Kent Patton Courtney O’Keefe
They also announce the joint launch of the SCOUT and Office of Neighborhood programs
SNOHOMISH COUNTY, Wash., February 21, 2023 – Today, Snohomish County Executive Dave Somers and Snohomish County Sheriff Adam Fortney signed a Partnership Agreement covering the deployment of Snohomish County Human Services Social Workers as they help address homelessness, behavioral health, and public safety concerns with both the Snohomish County Outreach Team (SCOUT) and Office of Neighborhoods (OON) programs.

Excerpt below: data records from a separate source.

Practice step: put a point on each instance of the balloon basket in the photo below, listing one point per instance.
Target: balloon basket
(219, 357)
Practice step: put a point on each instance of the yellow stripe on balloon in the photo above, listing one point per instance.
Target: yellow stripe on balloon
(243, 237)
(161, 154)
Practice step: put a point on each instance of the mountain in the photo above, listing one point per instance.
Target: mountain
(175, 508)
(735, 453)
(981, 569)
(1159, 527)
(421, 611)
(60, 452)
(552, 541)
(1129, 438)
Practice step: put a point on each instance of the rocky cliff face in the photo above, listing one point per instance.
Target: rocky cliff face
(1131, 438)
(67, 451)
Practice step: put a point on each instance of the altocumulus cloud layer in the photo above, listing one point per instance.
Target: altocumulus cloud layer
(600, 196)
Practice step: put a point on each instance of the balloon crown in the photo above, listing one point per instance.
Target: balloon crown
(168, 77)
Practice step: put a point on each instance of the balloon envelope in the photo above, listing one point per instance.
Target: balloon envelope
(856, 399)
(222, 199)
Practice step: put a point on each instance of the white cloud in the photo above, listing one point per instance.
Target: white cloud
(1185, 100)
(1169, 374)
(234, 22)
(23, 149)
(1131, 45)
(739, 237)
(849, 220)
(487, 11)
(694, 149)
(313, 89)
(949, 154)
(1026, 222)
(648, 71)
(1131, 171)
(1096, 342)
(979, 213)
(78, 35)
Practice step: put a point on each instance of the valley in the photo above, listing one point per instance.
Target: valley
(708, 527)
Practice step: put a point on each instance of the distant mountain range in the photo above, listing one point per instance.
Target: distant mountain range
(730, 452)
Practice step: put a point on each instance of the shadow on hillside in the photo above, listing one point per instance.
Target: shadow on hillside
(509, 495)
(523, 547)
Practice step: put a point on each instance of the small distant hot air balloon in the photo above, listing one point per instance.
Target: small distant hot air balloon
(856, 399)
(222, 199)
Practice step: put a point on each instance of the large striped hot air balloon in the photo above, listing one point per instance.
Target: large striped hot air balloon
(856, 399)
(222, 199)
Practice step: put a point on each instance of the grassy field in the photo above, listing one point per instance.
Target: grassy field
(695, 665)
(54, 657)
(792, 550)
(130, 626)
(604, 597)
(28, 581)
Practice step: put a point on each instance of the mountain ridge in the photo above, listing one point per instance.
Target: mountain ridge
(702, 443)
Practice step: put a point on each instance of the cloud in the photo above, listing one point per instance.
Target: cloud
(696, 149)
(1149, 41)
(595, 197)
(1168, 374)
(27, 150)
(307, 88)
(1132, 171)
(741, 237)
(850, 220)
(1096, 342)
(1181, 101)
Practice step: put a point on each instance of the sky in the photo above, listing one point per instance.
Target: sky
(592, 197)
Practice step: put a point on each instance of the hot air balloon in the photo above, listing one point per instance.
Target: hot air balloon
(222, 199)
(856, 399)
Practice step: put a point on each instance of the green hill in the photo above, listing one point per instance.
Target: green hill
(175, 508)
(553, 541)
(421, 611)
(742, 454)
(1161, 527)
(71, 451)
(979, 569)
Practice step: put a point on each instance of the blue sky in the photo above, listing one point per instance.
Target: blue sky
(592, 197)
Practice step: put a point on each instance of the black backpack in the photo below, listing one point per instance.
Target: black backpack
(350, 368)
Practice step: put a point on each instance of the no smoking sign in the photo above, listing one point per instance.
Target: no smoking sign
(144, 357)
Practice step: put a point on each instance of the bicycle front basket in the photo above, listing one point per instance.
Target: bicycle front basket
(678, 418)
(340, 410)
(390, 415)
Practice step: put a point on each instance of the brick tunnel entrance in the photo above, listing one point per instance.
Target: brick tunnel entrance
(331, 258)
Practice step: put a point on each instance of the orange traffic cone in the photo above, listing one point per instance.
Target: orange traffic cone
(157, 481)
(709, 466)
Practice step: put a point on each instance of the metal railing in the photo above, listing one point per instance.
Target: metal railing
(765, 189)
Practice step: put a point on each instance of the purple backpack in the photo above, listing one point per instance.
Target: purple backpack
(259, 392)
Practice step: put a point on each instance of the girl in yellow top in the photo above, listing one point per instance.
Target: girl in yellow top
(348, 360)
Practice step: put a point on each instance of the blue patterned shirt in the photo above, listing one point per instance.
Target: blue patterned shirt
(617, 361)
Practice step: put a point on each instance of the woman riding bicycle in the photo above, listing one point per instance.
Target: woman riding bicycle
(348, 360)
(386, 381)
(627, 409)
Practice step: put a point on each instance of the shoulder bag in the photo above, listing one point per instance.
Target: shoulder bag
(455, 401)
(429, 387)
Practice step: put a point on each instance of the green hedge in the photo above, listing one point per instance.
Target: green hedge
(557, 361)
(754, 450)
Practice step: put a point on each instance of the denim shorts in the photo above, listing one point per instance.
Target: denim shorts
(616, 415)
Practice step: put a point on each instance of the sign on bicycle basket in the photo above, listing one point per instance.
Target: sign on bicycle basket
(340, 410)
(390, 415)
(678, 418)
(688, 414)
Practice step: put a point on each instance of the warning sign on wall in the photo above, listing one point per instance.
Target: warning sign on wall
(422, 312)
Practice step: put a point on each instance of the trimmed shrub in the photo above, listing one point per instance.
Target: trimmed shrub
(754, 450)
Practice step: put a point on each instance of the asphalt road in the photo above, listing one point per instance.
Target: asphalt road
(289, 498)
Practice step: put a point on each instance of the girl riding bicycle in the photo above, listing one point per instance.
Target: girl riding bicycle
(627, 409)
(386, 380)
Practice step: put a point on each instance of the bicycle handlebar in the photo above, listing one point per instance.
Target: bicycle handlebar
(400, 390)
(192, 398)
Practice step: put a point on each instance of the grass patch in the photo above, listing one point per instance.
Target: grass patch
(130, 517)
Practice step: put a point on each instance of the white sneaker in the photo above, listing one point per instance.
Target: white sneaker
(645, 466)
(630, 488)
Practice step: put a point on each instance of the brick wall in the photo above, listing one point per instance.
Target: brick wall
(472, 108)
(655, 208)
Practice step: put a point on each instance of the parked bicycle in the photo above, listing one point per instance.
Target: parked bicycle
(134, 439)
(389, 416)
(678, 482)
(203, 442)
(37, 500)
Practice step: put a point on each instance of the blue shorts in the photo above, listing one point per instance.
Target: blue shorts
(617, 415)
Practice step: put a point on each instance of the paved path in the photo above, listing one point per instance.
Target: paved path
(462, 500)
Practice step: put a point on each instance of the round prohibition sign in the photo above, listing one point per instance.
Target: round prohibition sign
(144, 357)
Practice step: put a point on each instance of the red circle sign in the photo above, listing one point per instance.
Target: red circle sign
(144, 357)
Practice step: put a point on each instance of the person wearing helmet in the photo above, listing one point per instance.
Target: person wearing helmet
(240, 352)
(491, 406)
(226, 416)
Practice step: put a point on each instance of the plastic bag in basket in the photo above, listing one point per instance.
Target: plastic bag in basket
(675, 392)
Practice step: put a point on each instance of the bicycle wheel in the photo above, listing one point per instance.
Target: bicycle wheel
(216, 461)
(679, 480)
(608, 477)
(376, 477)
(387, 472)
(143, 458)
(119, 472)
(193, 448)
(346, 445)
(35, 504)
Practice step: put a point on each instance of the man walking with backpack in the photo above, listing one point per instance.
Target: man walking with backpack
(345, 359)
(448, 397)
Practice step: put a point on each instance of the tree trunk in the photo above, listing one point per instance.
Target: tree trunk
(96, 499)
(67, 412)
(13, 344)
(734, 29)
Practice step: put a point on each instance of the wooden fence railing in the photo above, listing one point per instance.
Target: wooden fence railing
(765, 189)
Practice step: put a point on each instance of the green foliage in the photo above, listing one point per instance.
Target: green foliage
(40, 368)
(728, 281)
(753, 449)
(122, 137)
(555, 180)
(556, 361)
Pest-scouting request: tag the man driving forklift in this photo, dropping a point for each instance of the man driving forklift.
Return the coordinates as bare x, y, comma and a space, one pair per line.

OON is a program within the Snohomish County Sheriff’s Office (SCSO) that partners with Snohomish County’s Human Services social workers. The program was paused in June 2022 due to law enforcement staffing shortages. In response, Human Services developed a new program, called Snohomish County Outreach Team (SCOUT), to ensure their social workers were able to continue to serve people in need. OON was relaunched in January 2023, and the Partnership agreement between these agencies will allow for both of these programs, OON and SCOUT, to work simultaneously, providing additional opportunities to help some of the most vulnerable people in our community and improve public safety.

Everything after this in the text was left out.